甲状腺機能低下症の発症は、放射線の確定的影響であって、
しきい線量が存在する。
そのしきい線量を超えた場合には、被ばく線量が増加するに従って
発生率が増加し、重篤度も高くなる。
現在、国際原子力機関(以下「IAEA」という。)
並びに世界保健機関(以下「WHO」という。
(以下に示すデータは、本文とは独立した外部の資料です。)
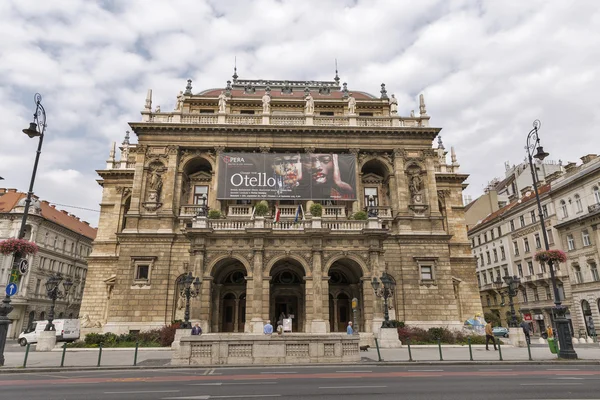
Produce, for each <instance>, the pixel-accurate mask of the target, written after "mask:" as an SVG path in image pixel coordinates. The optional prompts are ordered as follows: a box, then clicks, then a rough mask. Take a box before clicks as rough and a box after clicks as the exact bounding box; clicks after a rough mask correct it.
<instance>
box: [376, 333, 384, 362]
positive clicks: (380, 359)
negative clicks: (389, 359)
mask: <svg viewBox="0 0 600 400" xmlns="http://www.w3.org/2000/svg"><path fill="white" fill-rule="evenodd" d="M375 347H377V358H378V359H379V361H383V360H382V359H381V354H380V353H379V342H378V341H377V338H375Z"/></svg>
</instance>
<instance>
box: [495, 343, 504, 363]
mask: <svg viewBox="0 0 600 400" xmlns="http://www.w3.org/2000/svg"><path fill="white" fill-rule="evenodd" d="M494 340H495V339H494ZM498 355H499V356H500V361H504V360H503V359H502V346H500V339H498Z"/></svg>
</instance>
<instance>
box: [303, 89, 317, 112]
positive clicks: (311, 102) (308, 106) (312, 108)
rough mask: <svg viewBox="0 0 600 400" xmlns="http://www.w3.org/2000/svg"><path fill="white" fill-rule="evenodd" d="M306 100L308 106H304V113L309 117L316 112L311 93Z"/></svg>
mask: <svg viewBox="0 0 600 400" xmlns="http://www.w3.org/2000/svg"><path fill="white" fill-rule="evenodd" d="M304 99H305V100H306V105H305V106H304V113H305V114H308V115H311V114H313V113H314V112H315V100H314V99H313V97H312V96H311V95H310V93H308V94H307V95H306V97H305V98H304Z"/></svg>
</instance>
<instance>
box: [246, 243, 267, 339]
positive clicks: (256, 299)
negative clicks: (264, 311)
mask: <svg viewBox="0 0 600 400" xmlns="http://www.w3.org/2000/svg"><path fill="white" fill-rule="evenodd" d="M262 273H263V250H255V251H254V265H253V271H252V281H249V284H250V285H251V290H250V292H251V294H250V296H248V297H249V298H250V299H251V301H252V305H251V307H250V309H251V310H252V311H251V314H250V324H251V325H252V326H251V328H250V332H253V333H262V331H263V325H264V320H263V311H264V310H263V290H264V288H263V276H262ZM267 314H268V312H267ZM246 319H247V318H246ZM267 319H268V317H267Z"/></svg>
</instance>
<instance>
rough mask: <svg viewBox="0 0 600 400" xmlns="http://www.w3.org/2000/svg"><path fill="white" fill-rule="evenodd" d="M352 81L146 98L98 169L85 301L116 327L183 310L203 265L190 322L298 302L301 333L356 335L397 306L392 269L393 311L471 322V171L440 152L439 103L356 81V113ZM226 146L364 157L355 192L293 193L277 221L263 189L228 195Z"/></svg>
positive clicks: (98, 318) (422, 318)
mask: <svg viewBox="0 0 600 400" xmlns="http://www.w3.org/2000/svg"><path fill="white" fill-rule="evenodd" d="M248 88H251V89H252V90H249V89H248ZM346 91H347V90H346ZM346 91H344V90H342V89H341V88H340V86H339V80H337V81H332V82H315V81H310V82H295V81H267V80H257V81H247V80H238V79H234V81H233V84H231V83H230V82H228V86H227V87H226V88H225V89H224V90H222V89H218V90H208V91H204V92H201V93H199V94H193V93H192V91H191V82H188V88H186V91H185V92H184V93H183V96H181V95H180V97H178V100H177V101H178V103H177V106H176V110H175V111H172V112H161V113H153V112H151V110H150V109H148V108H147V107H146V109H145V111H143V112H142V122H137V123H131V124H130V125H131V127H132V129H133V131H134V132H135V134H137V136H138V144H137V145H130V144H129V143H128V141H127V143H126V144H125V142H124V145H123V146H125V147H127V152H125V154H127V155H128V158H127V159H126V160H121V161H116V160H114V158H113V159H112V160H109V165H108V167H107V168H106V169H104V170H99V171H98V173H99V175H100V177H101V180H100V181H99V182H100V184H101V185H102V187H103V199H102V213H101V216H100V222H99V231H98V237H97V238H96V241H95V244H94V251H93V253H92V255H91V257H90V259H89V263H90V267H89V272H88V278H87V285H86V289H85V293H84V299H83V305H82V308H83V310H82V314H83V313H87V314H89V315H90V317H91V319H92V320H101V321H102V322H103V330H104V331H113V332H128V331H130V330H139V329H148V328H152V327H159V326H163V325H165V324H169V323H171V321H173V320H178V319H181V318H182V317H183V311H182V310H183V308H184V301H183V300H182V298H181V295H180V294H179V290H178V286H177V283H178V282H179V280H180V279H181V277H182V276H183V275H184V274H187V273H189V272H191V273H192V274H193V275H194V276H198V277H199V278H200V280H201V282H202V284H201V286H200V293H199V296H198V297H197V298H194V299H192V300H191V319H192V321H198V322H200V323H201V325H202V327H203V329H204V331H205V332H255V333H259V332H262V327H263V324H264V323H265V322H266V321H267V320H271V321H272V322H273V323H274V324H275V323H276V322H277V320H278V319H279V318H280V316H281V315H282V314H285V315H286V316H289V315H293V319H292V321H293V323H292V329H293V331H295V332H298V331H299V332H311V333H327V332H340V331H342V332H343V331H345V327H346V324H347V321H349V320H353V321H355V325H358V330H359V332H361V333H366V334H369V333H372V332H377V331H378V329H379V327H380V326H381V321H382V319H383V306H382V301H381V299H379V298H377V297H375V296H374V292H373V288H372V286H371V280H372V279H373V278H374V277H378V278H379V277H380V276H381V275H382V273H383V272H384V271H385V272H387V273H388V274H390V275H391V276H392V277H393V278H394V280H395V283H396V288H395V290H394V298H393V299H392V301H391V302H390V304H389V308H390V310H389V311H390V314H391V316H392V319H396V320H402V321H406V322H407V323H409V324H414V325H420V326H423V327H430V326H450V327H460V326H462V324H463V321H464V320H466V319H468V318H470V317H473V315H475V314H477V313H480V312H481V304H480V302H479V295H478V289H477V283H476V279H475V263H474V260H473V257H472V256H471V254H470V246H469V242H468V241H467V234H466V229H465V223H464V211H463V206H462V189H463V187H464V181H465V179H466V178H467V175H465V174H460V173H458V165H457V164H455V163H452V164H449V165H446V163H445V153H443V152H442V153H440V150H439V149H438V150H435V149H432V145H431V144H432V141H433V139H434V138H435V137H436V136H437V134H438V133H439V131H440V128H432V127H429V118H430V117H429V115H427V114H425V113H422V114H421V115H419V116H416V117H414V116H413V117H401V116H400V115H398V114H397V113H390V107H389V103H388V101H387V95H386V97H385V99H383V100H382V99H381V98H376V97H374V96H371V95H368V94H365V93H363V92H354V94H353V99H354V100H355V102H356V104H354V105H353V108H354V109H353V110H352V111H353V112H349V110H348V100H347V96H345V94H346ZM307 92H308V93H309V94H310V95H311V97H312V100H311V107H310V108H311V112H310V113H308V112H305V107H306V98H307ZM266 94H269V99H270V101H269V104H268V105H269V107H268V108H265V107H264V104H263V96H265V95H266ZM148 96H149V98H147V101H146V102H147V103H150V104H151V101H152V100H151V97H150V96H151V91H149V95H148ZM382 96H383V94H382ZM421 103H422V106H423V109H424V100H423V99H421ZM165 108H166V107H165ZM223 152H241V153H258V154H260V153H287V152H290V153H303V154H308V153H313V152H316V153H332V154H351V155H354V156H355V159H356V186H357V187H356V191H357V193H356V201H330V202H323V215H322V217H317V216H311V215H309V213H308V210H310V206H311V205H312V204H313V203H314V201H312V200H310V199H303V200H286V201H280V202H279V203H278V204H277V208H278V210H279V212H280V213H281V220H280V221H279V222H277V223H273V222H272V219H273V214H274V209H275V206H276V202H274V201H270V202H269V208H270V209H271V215H270V216H267V217H266V218H265V217H262V216H258V215H255V213H254V205H255V204H256V203H257V202H258V200H255V199H240V200H226V199H223V198H218V196H217V186H218V177H219V176H220V174H221V173H223V172H221V171H219V163H218V157H219V156H220V154H222V153H223ZM122 154H123V151H122ZM125 188H126V189H125ZM440 194H443V196H440ZM299 206H300V207H299ZM208 210H210V211H208ZM363 210H364V211H367V215H368V216H369V219H368V220H362V219H360V214H361V213H359V211H363ZM207 211H208V212H207ZM215 211H219V213H216V212H215ZM300 211H301V212H300ZM298 214H300V218H298V217H296V215H298ZM206 215H209V216H210V217H211V218H209V219H207V218H206ZM363 215H364V214H363ZM217 216H220V218H218V219H214V218H213V217H217ZM351 217H352V219H351ZM353 298H356V299H357V300H358V307H357V309H356V312H355V313H353V310H352V305H351V302H352V299H353ZM355 327H356V326H355Z"/></svg>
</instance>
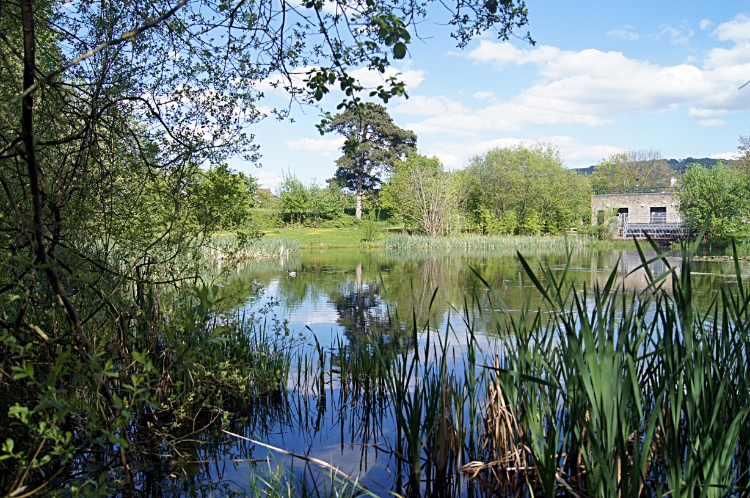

)では、
内部被ばくによる甲状腺機能低下症が発症すると予測される
しきい線量として甲状腺等価線量で、5Gyが提案されている(14,15)。
このしきい線量については、下方に、見直しが行われているところである(15,16)。
■ 2-3 その他の甲状腺疾患
マーシャル諸島における核爆発実験で生じた放射性降下物による
甲状腺被ばくの影響調 査(4,17)及び
チェルノブイリ原子力発電所事故調査(9)では、
小児の甲状腺良性結節の発症が報告されている。
一方、長崎の原爆被災者の最近の調査では、
甲状腺被ばくの影響として自己免疫性と考えられる
甲状腺機能低下症の発症も示されている(18)。
これら甲状腺疾患の発症に係る放射線被ばくとの関連については、
さらに検討が積み重ねられているところである。